Thomas Lenger / monatsrevue.at

Wie Bernhard Jany, der Sprecher der NÖ Landeskliniken-Holding betont, habe man „sofort gehandelt“ und alle Mitarbeiter, die mit den Frauen in Kontakt waren, vom Dienst freigestellt. Patienten und Besucher, die mit den Betroffenen Kontakt hatten, wurden von den Behörden verständigt und müssen jetzt 14 Tage in häuslicher Quarantäne zu Hause bleiben. Die Ärztin und die Pflegekraft stammen aus dem Bezirk Mödling, dadurch zählen die beiden Fälle zur Statistik in Mödling.

Laut Jany wurden die entsprechenden Schritte unternommen, damit der Betrieb weiterlaufen kann. Die Unfallabteilung war Samstag kurz gesperrt, „bis die Evaluierung abgeschlossen ist“, so Jany. Mittlerweile wurde Personal aus dem Klinikum in Mödling herangezogen und seit heute Sonntag sei an beiden Klinik-Standorten die Versorgung wieder gesichert. „Hier sieht man, dass ein Klinikum an zwei Standorten, was viele immer wieder auch kritisiert haben, ein großer Vorteil ist, da man sich gut gegenseitig aushelfen kann“, beschreibt Jany.

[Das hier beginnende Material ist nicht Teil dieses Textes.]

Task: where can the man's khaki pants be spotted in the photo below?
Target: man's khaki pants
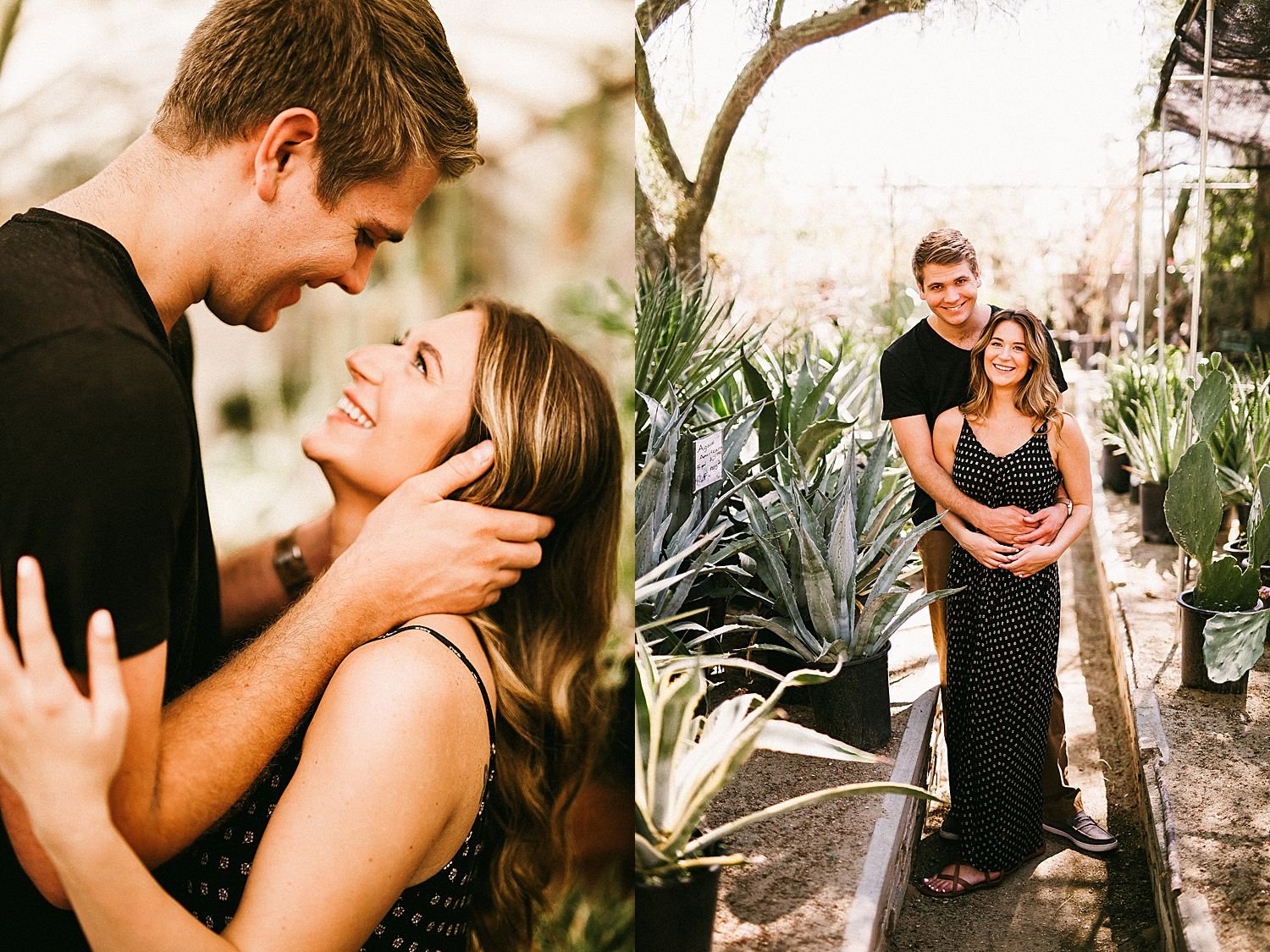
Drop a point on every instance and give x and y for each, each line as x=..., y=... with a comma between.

Ab Montag werden alle nicht notwendigen Operationen (zum Beispiel Grauer Star) hintangestellt, um zusätzliche Personalkapazitäten zu haben. „Das ist ein wichtiger Schritt“, sagt Jany. Der Holdingsprecher mahnt auch die Bevölkerung, sich an die Anweisungen der Regierung zu halten und zu Hause zu bleiben, um die Generation 70 Plus bestmöglich vor dem Virus zu schützen. „Hier sind alle in der Verantwortung.“ Es gehe darum, die Erkrankungskurve abzuflachen, damit die Spitäler die Krise bewältigen können. Auch Jany appelliert, bei Verdachtsfällen die Hotline 1450 zu wählen. „Für uns sehr wichtig ist das Besuchsverbot, damit die Patienten vor Menschen geschützt werden, die den Virus womöglich in sich tragen, ohne es zu wissen. „Es geht auch um den besonderen Schutz des pflegenden Personals“, mahnt Jany.